Like in the real world, the people presenting in game worlds can engage in the very human activity of sharing Gossip.
- 1 Examples
- 2 Using the pattern
- 3 Consequences
- 4 Relations
- 5 History
- 6 References
Standing within hearing distance of non-player characters in Oblivion in the The Elder Scrolls series can let players overhear them talking to each other, and these discussions can reveal interesting areas to explore. Being close, but not too close, to Grace and Trip in the interactive drama Façade can likewise provide information, but in this case concerning their relational problems.
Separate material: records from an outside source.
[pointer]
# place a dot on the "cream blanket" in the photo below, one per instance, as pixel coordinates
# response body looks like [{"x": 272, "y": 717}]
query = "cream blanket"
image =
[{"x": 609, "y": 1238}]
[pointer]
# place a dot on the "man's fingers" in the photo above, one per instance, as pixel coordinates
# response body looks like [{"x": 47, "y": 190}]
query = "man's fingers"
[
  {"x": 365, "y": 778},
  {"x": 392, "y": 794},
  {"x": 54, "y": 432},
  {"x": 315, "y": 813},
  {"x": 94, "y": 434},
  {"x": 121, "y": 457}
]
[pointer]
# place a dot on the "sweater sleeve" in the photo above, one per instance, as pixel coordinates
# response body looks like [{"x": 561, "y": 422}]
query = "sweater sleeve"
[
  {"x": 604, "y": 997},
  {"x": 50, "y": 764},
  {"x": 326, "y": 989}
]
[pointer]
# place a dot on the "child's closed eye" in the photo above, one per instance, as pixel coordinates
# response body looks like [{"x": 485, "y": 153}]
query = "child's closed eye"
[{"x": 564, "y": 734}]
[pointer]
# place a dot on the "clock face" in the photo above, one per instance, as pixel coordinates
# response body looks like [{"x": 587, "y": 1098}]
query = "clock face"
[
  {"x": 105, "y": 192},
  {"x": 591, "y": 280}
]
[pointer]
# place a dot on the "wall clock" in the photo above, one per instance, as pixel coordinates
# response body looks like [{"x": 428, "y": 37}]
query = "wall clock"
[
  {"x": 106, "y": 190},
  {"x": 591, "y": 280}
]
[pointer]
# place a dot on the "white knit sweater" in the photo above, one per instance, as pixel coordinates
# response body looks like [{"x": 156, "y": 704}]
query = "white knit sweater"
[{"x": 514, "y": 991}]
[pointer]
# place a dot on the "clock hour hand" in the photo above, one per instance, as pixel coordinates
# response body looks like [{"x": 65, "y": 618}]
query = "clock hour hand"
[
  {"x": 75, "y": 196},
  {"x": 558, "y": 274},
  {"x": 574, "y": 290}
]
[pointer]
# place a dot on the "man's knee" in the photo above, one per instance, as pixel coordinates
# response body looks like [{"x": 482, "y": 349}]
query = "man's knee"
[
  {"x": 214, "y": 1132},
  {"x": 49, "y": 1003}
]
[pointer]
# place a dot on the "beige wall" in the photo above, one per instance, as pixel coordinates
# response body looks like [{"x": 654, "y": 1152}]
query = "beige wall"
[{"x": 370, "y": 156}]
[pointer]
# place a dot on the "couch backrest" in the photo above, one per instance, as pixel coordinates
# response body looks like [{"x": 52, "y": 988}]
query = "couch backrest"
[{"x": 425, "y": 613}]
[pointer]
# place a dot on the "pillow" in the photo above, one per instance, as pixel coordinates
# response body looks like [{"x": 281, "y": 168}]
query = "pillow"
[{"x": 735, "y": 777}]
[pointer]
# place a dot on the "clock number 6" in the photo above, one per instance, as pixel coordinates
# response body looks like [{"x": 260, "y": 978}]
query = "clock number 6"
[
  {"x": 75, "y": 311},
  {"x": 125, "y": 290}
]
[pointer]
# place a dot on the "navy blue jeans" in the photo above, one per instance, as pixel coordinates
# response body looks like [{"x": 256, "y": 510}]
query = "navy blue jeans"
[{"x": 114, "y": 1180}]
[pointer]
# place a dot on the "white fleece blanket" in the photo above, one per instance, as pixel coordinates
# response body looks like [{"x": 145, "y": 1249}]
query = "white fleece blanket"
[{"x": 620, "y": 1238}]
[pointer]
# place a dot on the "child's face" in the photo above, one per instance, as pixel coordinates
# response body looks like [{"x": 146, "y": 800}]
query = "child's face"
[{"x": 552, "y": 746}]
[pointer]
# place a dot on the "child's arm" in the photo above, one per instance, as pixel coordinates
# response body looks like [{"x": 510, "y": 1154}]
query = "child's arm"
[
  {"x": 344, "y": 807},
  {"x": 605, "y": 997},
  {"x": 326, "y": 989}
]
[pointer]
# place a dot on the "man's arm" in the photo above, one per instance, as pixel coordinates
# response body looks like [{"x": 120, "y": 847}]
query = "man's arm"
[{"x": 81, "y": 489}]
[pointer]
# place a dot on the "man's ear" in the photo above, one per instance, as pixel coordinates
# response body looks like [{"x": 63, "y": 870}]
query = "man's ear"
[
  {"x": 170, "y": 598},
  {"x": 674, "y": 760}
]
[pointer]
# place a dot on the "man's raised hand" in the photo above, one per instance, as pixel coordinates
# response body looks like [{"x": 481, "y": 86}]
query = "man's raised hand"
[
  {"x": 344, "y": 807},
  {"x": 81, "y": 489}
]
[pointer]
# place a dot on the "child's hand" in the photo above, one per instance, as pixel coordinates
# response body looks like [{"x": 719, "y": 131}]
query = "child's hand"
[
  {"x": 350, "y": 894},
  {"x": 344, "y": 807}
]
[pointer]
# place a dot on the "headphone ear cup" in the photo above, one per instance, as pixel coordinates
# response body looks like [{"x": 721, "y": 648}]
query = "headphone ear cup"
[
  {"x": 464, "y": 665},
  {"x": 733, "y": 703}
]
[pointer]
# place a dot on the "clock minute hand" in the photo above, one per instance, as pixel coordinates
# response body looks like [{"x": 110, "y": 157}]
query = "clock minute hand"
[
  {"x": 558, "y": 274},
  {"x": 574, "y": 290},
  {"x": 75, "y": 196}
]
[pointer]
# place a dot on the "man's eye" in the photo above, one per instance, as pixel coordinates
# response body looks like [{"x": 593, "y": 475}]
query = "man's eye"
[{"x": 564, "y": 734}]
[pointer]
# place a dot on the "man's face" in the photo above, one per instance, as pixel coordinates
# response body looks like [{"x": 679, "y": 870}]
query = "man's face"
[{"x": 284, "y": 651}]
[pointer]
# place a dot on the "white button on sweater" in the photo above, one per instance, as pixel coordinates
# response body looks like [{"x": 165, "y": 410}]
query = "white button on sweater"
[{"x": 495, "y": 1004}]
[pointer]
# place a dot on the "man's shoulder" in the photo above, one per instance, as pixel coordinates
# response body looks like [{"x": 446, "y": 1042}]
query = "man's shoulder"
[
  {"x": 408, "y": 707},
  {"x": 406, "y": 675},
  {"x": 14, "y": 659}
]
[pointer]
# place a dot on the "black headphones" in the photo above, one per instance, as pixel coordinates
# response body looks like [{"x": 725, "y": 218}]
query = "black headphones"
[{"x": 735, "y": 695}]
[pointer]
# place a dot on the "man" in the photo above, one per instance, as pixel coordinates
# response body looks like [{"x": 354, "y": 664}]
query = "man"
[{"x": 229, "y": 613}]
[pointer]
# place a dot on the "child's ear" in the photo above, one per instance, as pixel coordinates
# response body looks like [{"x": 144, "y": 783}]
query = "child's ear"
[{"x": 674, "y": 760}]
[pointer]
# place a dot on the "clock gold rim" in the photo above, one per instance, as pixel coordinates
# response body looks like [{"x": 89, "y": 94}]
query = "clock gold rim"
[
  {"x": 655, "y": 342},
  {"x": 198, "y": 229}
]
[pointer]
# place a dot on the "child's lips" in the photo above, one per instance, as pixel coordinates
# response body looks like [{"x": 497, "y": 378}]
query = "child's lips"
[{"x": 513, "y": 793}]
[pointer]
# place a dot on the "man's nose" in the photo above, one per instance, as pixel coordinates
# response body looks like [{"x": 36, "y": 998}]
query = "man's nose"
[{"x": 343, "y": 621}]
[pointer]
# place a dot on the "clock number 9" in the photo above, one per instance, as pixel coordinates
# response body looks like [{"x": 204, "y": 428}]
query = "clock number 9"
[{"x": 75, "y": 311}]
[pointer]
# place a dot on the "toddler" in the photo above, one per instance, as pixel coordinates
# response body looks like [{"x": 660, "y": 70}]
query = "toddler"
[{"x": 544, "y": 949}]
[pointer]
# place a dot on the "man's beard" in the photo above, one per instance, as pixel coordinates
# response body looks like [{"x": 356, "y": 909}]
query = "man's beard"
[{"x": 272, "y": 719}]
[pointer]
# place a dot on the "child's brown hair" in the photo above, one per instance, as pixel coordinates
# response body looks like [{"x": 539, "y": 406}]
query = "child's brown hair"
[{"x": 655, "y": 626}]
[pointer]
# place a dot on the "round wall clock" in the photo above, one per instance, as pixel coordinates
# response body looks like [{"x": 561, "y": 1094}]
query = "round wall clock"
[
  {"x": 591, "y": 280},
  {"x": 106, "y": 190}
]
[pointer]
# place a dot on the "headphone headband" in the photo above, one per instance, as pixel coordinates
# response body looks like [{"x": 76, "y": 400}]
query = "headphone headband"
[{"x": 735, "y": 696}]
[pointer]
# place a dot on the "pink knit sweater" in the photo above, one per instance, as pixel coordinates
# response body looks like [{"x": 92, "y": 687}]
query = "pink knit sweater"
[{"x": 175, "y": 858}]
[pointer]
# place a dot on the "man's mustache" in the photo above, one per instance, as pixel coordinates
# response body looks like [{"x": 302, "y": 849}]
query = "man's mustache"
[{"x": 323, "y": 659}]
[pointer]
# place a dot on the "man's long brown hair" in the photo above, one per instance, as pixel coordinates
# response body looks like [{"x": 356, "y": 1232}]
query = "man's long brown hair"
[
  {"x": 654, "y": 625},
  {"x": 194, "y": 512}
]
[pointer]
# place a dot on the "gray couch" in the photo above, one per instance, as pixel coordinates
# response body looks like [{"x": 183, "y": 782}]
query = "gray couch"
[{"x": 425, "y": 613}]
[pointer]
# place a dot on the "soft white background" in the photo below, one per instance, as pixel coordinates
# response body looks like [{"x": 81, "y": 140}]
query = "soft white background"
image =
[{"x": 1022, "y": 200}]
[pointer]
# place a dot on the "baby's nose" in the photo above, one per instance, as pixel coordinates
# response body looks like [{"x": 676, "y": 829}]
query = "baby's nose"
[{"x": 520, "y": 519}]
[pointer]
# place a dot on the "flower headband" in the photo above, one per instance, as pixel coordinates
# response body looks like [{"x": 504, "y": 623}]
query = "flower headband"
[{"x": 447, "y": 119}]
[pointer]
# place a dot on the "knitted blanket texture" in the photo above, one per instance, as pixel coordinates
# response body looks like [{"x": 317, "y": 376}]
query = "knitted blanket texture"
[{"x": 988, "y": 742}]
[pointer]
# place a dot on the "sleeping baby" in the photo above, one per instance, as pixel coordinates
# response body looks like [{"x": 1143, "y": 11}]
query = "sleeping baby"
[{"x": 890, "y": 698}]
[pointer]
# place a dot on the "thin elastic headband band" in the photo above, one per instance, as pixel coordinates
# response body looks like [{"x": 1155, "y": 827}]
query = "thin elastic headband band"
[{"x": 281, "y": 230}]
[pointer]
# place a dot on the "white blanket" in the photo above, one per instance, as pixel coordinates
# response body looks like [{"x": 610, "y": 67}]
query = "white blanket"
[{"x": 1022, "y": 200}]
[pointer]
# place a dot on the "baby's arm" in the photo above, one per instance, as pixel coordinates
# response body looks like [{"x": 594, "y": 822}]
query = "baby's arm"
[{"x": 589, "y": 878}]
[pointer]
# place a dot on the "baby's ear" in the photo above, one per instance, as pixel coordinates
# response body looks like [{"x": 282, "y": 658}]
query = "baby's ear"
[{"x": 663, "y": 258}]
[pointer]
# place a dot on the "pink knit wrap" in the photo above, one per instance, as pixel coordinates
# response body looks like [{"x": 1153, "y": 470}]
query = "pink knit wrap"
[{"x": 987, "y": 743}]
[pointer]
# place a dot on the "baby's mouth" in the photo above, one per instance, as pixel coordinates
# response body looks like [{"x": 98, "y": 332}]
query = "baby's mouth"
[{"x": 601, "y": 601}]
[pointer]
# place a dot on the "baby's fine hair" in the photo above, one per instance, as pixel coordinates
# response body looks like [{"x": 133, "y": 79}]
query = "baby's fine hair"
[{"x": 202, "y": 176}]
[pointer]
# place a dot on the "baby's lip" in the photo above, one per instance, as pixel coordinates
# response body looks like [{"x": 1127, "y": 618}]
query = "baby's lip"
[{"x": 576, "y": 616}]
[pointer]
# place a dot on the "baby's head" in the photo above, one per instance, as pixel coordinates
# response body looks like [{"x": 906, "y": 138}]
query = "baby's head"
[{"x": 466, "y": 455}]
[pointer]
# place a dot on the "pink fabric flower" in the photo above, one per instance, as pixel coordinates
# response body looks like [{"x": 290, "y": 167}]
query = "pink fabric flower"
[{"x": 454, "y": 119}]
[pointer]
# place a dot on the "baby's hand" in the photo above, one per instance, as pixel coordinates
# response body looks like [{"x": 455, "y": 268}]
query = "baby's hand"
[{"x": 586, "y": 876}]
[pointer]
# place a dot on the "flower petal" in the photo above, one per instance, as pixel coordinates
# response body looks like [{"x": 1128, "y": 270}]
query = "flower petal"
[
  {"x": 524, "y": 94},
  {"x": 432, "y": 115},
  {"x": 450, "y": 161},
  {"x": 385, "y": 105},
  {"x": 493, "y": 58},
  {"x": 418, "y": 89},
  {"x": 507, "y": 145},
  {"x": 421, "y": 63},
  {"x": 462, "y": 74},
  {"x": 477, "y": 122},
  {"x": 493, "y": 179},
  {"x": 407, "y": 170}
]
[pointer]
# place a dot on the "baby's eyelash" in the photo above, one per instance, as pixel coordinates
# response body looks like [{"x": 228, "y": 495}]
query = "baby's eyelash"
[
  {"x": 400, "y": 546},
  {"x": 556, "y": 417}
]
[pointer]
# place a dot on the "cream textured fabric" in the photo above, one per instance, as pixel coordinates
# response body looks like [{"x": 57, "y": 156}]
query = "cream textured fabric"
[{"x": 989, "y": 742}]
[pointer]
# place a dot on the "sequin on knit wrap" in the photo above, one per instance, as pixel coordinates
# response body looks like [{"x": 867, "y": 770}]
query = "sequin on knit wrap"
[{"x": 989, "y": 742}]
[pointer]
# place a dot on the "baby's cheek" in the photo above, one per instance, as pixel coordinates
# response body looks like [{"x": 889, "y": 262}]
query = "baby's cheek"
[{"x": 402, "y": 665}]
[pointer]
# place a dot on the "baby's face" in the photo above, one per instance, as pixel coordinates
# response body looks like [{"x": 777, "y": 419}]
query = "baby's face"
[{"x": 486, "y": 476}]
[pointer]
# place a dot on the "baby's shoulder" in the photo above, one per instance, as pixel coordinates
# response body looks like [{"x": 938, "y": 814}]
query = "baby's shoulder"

Most, but not all, of the Gossip Stones found in The Legend of Zelda series provide players with information about the game state or hints on how to complete quests. Many of the characters encountered in the game, e.g. the friends, relatives, and neighbors on Outset Island of The Legend of Zelda: The Wind Waker, can also provide some more or less useful information.
Many Live Action Roleplaying Games, e.g. 1942 – Noen å stole på and Dragonbane, provide good settings for Gossip to be spread, both by having uncertain information and by providing ample time to discuss this information.
Using the pattern
A requirement for Gossip is that Imperfect Information exists in the Game World, even if it only does so on a diegetic level. This may be that players, or their Characters, do not have information about the state of facts or that Non-Player Characters lack this. Note that Gossip can be true, false, or contain partial truths - the important thing is that players (or at least their Characters) do not always have an immediate and fully reliable way of judging the trustworthiness of the statement.
One aspect of designing Gossip is deciding if it should occur between Non-Player Characters, between Player Characters, or between one of each. The first can provide opportunities of Eavesdropping (as can the other two when there is at least three or two players respectively). The second lets players engage in both Roleplaying and Storytelling, and to have some Creative Control in how these are performed. The third can be considered a service, and may be provided by Non-Player Characters which in fact are Self-Service Kiosks.
The subjects mentioned in Gossip also needs consideration. Although Gossip commonly is about Characters, when it is provided by the game this can be used to inform about possible Quests and Diegetically Outstanding Features. Gossip about other players can easily stem from Negotiation (or about their Characters if part of Roleplaying), either as ways of trying to share information or on purpose spread mis-information. As such it can be vital to maintain Dynamic Alliances and believes in Delayed Reciprocity, but can also be used to commit Betrayal of trusts.
While Gossip can always provide Information Passing, this may break Thematic Consistency if not delivered as part of Context Dependent Dialogues. Even so, this can, much like other types of Dialogues, break if Canned Text Responses are used.
Gossip can be used as a way of informing players of how they or other players have acted in the Game World. As such, this can make Actions Have Diegetically Social Consequences both in ways positive and negative for the players.
Gossip is one of the possible effects of Dialogues, and thereby cause Information Passing between characters. Since it is based in the diegesis of a game, Gossip can help support Narrative Engrossment.
with Player Characters
Can Be Instantiated By
Can Be Modulated By
Possible Closure Effects
Potentially Conflicting With
A revised version of a pattern with the same name introduced in Lankoski 2007.
- Lankoski, P. & Björk, S. (2007). Gameplay Design Patterns for Social Networks and Conflicts. Paper Presentation at Computer Game Design and Technology Workshop, John Moores University, Liverpool.